Robi tak, ponieważ jest podatna na amory jedynie w określonych okresach, zaś swoją gotowość sygnalizuje wydzielaniem specjalnej substancji chemicznej.

Samce z kolei są stale w pełnej gotowości do seksu i nawet gdy spotkają samiczkę niezainteresowaną bliższą znajomością, mogą ją zaczepiać.

"Zamiast marnować energię na obronę przed natarczywymi kawalerami, samice korzystają z możliwości zredukowania liczby molestowań" – napisała badaczka Safi Darden w artykule opublikowanym w Proceedings of the Royal Society B.

Samice gupików unikają niechcianych zalotów, łącząc się w ławice z bardziej seksownymi siostrami.

Samice stosują więc strategię przyzwoitek. Te, które nie są w danym czasie zainteresowane rozrodem, tworzą grupy z tymi, które akurat wydzielają substancję zapachową „Być może”.

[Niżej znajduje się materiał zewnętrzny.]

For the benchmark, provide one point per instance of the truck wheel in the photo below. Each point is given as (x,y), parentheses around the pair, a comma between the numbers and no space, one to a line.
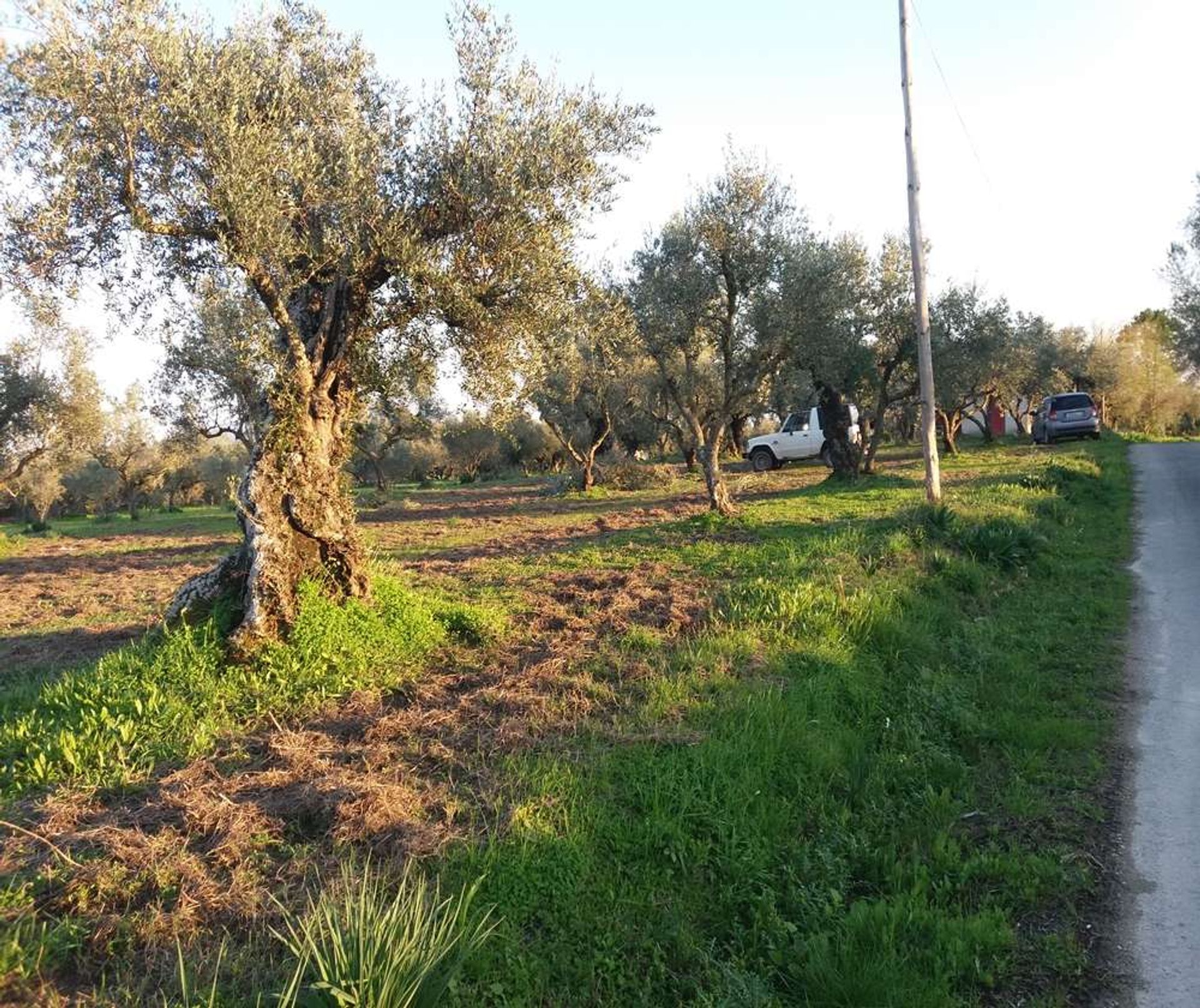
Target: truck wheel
(761,460)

"Towarzystwo samic bardziej atrakcyjnych seksualnie chroni je przed nachalnymi zalotami" – wyjaśnia Darden.

Jak silna jest potrzeba niezainteresowanych samic do chronienia się za swoimi bardziej seksownymi siostrami?

Tak silna, twierdzi Darden, że podczas testów w laboratoryjnych akwariach samice, które nie były w okresie godowym, podpływały do jednej z części zbiornika, mimo że nie było tam innych gupików, ale rozpylono tam „Być może”.